When you actually look at what Whel ingested for Vaginal Estrogen for postmenopausal UTI, the three sources are all synthesis papers: a topical review, a Cochrane review of vaginal atrophy, and the NAMS position statement. The original RCTs that those reviews cite (Raz & Stamm 1993 chief among them) are not separately indexed in Whel. They sit one citation step removed.
That happened because Whel’s PubMed pipeline runs a condition-keyed Boolean search, filters by article type and publication date, and takes the top-N results by relevance. The Raz & Stamm trial is 33 years old, so it falls outside any reasonable date filter. The AUA recurrent-UTI guideline is scoped to UTI broadly, not menopause, so a menopause-keyed search would never have surfaced it. Whel’s pipeline did what it was designed to do, but this makes me think that the design itself has a limitation.
That logic-by-design is fine for under-researched conditions like vulvodynia and PMDD, where the literature is sparse enough that three to five sources is roughly the available evidence base. It is, however, not fine for well-studied compound-condition pairs where the literature is rich. Whel treated both cases the same, and that seems to be the limitation of it.
I recorded the design decision in the methodology version log at v3.3 and added a Planned item to the Roadmap: a manual primary-source curation pass, modeled on the same worklist pattern that produced the L3 guideline grades. For high-evidence signals where Whel surfaced three sources but the published landscape has ten, I will open a CSV worklist of proposed primary-RCT attachments, fill in the PMIDs by hand, and emit a migration that adds them as additional source rows. Same human-in-the-loop workflow that worked for the guideline curation, I guess.
The version of this for outside reviewers (you, reader!) is that Whel’s automated pipeline returns representative sources, but not exhaustive ones and to solve that, I am trying to close the gap on high-evidence signals through the same human curation pattern that produced the L3 grades.
The roadmap
The site’s Roadmap is now the place for “what is shipped, what is in the current work cycle, what is planned for later.” A short version, in priority order:
Live today: the four research arms; the L0-L3 external validation grade; the MATRIX cross-reference; the human guideline curation pipeline.

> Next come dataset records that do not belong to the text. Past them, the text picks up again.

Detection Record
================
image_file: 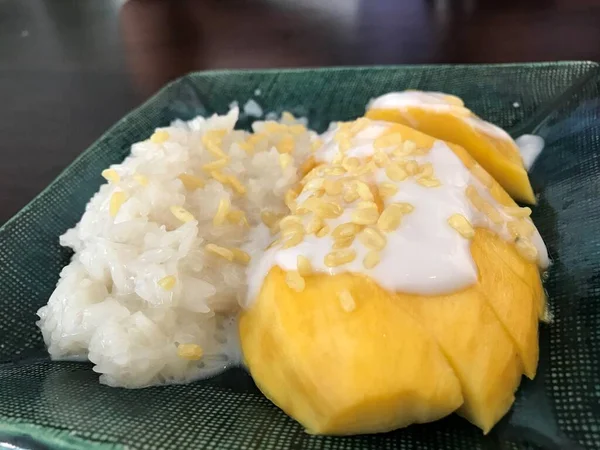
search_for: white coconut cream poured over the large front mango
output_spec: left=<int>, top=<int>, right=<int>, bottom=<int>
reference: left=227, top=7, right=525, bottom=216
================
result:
left=248, top=121, right=549, bottom=299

Next work cycle: the two-rater validation study; disproportionality statistics (PRR and ROR) on the adverse-event arm; the cross-arm concordance flag; the manual primary-source curation pass; ontology-grounded entity resolution (Path A); knowledge-graph grounding via BioCypher (Path B); a citable open data export with a DOI.
Later: more conditions, EudraVigilance as a European pharmacovigilance source, DrugBank integration, deeper coverage on the existing six conditions.
The Methodology page now carries a dated “Methodology update log” (collapsed by default so it doesn’t dominate the page on first scroll), with version entries tracking what changed and when. Each major decision has a dated entry. If you want to see how the project’s reasoning has evolved in real time, that’s the log.
What I’m reading
This post leans on a small set of papers that have shaped how I’m thinking about the next phase of the project:
Maurya, Saboo & Kumar, 2026. WHBench.
Gong et al., 2026. Applications of Large Language Models in Medical Research: From Systematic Reviews to Clinical Studies.
Zong et al., 2026. Building evidence-based knowledge bases from full-text literature for disease-specific biomedical reasoning. (the closest published analogue to where Whel is going).
Zhou et al., 2025. High-throughput biomedical relation extraction for semi-structured web articles empowered by large language models.
Lobentanzer et al., 2023. Democratizing knowledge representation with BioCypher.
Fajgenbaum et al., 2024. KGML-xDTD (Every Cure’s methodology paper for MATRIX).
Huang et al., 2024. A Foundation Model for Clinician Centered Drug Repurposing.